- Effects on enrolment, teaching quality and completion: Performance-based funding may encourage universities to focus on increasing in student enrolment, speeding up graduation rates and reducing dropouts. On the other hand, a focus on numbers may hurt smaller institutions, and come at the cost of teaching educational quality.
- Effects on research: Performance-based funding may incentivise the dissemination of research results and encourage cooperation with business. On the other hand, it may incur the “Matthew effect,” i.e. rewarding institutions with an already-high output while ignoring those with a smaller research capacity or a different focus.
- Effects on university governance: Performance contracts between ministries and universities may prove a powerful governance tool, aligning policy and implementation. However, this tight link might impinge on institutional autonomy, and lead to a dangerous homogenization of higher education institutions.
- Effects on funding allocation and financial management: Performance-based funding, by virtue of being transparent, allows universities to better allocate and prioritise resources. However, when public budgets are pre-fixed, further efforts past a certain threshold are discouraged.
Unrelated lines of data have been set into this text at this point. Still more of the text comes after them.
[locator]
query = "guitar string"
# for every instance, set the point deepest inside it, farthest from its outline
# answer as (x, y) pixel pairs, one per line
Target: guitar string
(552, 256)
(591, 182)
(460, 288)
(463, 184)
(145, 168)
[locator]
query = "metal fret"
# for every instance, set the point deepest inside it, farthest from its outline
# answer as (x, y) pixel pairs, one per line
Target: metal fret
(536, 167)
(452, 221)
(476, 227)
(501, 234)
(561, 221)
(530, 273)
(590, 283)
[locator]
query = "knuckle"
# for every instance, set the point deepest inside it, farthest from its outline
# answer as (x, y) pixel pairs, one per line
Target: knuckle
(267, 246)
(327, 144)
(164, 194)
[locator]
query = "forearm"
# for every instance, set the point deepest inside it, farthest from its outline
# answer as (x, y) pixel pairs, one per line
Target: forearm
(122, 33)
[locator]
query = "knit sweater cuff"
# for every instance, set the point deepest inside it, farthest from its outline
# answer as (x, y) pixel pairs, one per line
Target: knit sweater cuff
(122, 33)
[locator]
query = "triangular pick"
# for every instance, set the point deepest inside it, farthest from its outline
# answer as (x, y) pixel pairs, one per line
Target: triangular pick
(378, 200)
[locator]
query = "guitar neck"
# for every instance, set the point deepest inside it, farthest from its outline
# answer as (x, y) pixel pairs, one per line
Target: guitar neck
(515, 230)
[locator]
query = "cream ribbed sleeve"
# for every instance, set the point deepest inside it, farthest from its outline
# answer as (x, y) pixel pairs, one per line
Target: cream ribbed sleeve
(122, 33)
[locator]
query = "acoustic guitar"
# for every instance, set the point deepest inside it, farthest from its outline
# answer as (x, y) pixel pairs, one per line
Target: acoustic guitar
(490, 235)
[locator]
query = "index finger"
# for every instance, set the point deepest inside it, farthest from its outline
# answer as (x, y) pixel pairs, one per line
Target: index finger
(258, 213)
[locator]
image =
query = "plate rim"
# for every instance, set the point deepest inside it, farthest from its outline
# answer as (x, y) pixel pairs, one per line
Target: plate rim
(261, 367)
Moreover, cooperation with other institutions may be discouraged.
Building on these lessons, the report provides six recommendations:
- Ensuring the transparency of the funding system to create a level playing field for the beneficiary institutions.
- Keeping the share of performance-based funding limited to render funding less volatile.
- Taking account of the costs of universities’ activities to foster financial sustainability.
- Catering to the needs of different institutional profiles to avoid the uniformisation of the system
- Accounting for the differences among disciplines to counterbalance the deficiencies of the bibliometric system
- Strengthening quality assurance to prevent a decrease in teaching and research quality.